They’d kept him pumped full of drugs for a time, trying to suppress the metamorphosis, studying him from a distance through windows and from behind one-way mirrors, none of them daring to get too close. But there had come a time when the medicines and anesthetics no longer had any effect, and when they finally wore off, the pain had been unbearable. He realized he’d outgrown the hospital bed and had crushed it under his massively increased weight. He was more than twice his normal size already, rapidly filling the room, and he’d become claustrophobic and had panicked. He wanted to ask to see his son, Ash, but his mouth suddenly didn’t work the way it used to and words were hard to form. He tried to get up but there wasn’t enough room to stand, and when he tried to open the window blinds and look out he instead punched his clumsy hand through the glass. The people behind the mirrors started screaming at him to stop and lie still, but that just made him even more afraid. He shoved at an outside wall until it collapsed, then scrambled out through the hole he’d made. He stood there in the early morning light, completely nude, almost four meters tall, and he fell when he first tried to run away on legs of suddenly unequal length. They blocked his way with trucks, and he thought they were going to hurt him. He’d only wanted to move them out of his way, but he’d overreacted and had killed several of the security men, not yet appreciating the incredible strength of his distended frame, popping their skulls like bubble wrap.

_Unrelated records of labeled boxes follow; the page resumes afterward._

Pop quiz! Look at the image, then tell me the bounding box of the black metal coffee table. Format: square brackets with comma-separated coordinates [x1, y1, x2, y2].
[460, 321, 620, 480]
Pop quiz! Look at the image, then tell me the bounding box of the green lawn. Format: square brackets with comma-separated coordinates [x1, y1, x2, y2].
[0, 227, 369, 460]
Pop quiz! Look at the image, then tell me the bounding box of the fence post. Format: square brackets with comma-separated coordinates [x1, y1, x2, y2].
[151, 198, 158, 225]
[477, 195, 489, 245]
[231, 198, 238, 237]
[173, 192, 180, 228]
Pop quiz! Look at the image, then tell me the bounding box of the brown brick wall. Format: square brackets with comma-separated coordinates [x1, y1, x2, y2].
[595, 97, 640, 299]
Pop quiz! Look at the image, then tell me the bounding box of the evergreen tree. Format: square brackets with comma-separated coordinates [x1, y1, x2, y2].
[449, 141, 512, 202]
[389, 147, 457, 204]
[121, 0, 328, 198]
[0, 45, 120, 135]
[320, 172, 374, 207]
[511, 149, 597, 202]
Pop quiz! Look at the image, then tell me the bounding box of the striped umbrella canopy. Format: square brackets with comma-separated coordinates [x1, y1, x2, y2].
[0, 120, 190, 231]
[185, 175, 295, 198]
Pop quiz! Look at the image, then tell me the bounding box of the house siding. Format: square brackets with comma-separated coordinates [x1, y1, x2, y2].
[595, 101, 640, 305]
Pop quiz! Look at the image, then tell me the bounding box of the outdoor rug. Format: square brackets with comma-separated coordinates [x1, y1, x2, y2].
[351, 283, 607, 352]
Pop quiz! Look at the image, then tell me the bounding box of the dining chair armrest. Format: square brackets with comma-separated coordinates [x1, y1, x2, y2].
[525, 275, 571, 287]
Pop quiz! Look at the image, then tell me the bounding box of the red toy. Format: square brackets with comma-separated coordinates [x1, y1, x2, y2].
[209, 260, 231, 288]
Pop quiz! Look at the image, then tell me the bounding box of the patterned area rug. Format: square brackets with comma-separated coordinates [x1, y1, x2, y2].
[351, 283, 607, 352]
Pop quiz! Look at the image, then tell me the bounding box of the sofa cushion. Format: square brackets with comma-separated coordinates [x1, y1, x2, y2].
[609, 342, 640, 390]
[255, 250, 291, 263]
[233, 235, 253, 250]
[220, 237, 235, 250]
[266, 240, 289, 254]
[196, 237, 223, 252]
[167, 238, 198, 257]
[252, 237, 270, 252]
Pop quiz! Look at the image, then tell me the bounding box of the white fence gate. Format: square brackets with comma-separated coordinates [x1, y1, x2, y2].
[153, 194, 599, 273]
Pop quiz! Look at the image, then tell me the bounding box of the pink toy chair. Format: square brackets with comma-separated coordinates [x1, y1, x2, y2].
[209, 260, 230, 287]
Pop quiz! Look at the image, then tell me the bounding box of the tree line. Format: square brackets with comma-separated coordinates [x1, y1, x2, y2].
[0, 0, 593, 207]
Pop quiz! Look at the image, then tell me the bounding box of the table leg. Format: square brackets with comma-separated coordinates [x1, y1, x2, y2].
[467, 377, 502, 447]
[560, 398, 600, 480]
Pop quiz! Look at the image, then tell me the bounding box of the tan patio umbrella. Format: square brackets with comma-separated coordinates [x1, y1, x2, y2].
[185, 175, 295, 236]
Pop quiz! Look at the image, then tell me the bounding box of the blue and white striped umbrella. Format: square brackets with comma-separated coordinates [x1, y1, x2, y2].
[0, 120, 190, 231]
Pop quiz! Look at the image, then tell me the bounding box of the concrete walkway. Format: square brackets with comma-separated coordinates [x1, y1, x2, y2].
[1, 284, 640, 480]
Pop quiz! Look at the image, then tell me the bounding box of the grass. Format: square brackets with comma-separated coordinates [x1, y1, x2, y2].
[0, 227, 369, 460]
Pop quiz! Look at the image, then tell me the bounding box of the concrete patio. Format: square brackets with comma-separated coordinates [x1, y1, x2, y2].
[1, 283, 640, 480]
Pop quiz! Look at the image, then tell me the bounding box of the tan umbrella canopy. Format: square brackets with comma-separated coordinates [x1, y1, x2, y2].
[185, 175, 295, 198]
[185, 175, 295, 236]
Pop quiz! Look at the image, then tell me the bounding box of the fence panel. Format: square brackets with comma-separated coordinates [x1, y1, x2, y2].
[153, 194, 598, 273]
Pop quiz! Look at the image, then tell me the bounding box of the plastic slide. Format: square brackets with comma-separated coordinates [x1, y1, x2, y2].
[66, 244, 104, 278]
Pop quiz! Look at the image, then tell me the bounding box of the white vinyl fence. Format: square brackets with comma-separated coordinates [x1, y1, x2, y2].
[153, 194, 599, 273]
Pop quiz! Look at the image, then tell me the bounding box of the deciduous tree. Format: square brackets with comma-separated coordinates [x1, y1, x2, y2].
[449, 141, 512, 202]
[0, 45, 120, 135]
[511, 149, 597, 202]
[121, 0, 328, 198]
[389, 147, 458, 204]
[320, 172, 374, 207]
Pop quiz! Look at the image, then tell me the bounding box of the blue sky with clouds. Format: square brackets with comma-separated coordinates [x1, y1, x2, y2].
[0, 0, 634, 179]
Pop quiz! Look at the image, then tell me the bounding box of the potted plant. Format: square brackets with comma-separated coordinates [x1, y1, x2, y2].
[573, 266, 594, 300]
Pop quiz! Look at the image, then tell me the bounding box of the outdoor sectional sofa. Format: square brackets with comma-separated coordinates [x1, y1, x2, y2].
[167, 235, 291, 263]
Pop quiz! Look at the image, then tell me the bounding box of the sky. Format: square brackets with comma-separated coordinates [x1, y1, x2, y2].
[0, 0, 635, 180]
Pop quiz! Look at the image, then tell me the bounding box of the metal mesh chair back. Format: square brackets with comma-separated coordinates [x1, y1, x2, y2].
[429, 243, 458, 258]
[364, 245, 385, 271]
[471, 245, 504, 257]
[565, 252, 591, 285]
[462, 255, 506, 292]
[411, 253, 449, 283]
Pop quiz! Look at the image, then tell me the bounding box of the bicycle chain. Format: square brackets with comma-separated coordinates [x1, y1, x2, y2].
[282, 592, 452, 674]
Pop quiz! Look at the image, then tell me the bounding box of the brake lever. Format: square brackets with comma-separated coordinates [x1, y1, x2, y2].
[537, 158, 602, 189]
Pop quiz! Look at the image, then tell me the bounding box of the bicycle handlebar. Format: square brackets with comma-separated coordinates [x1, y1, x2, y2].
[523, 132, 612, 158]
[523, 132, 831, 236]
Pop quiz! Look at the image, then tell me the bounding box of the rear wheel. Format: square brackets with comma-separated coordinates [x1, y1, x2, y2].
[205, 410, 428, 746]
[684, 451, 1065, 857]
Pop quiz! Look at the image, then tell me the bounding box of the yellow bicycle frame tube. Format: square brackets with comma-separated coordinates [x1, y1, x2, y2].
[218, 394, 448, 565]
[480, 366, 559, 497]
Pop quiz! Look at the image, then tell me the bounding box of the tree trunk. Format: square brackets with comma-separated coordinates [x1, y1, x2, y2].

He’d taken shelter in a derelict warehouse for a while — the only place he’d found that was large enough to hide inside. He lay on the floor, coiled around the inside of the building, and for a time he sat and listened to a homeless guy who, out of his mind with drink and drugs, had thought Glen was a hallucination. Now Glen leaned back against the hillside, crushing trees like twigs behind him, and remembered their onesided conversation (he’d only been able to listen, not speak). Like the blind man in that old Frankenstein film, the drunk hadn’t judged him or run from him in fear, but by the morning he was dead, crushed by Glen, who’d doubled in size in his sleep. Woken by the sounds of the warehouse being surrounded, he’d destroyed the building trying to escape and had literally stepped over the small military force that had been posted there to flush him out and recapture him. In the confusion of gunfire and brick dust he stumbled away toward the town of Shrewsbury, another place he’d known well, avoiding the roads and following the meandering route of the River Severn across the land.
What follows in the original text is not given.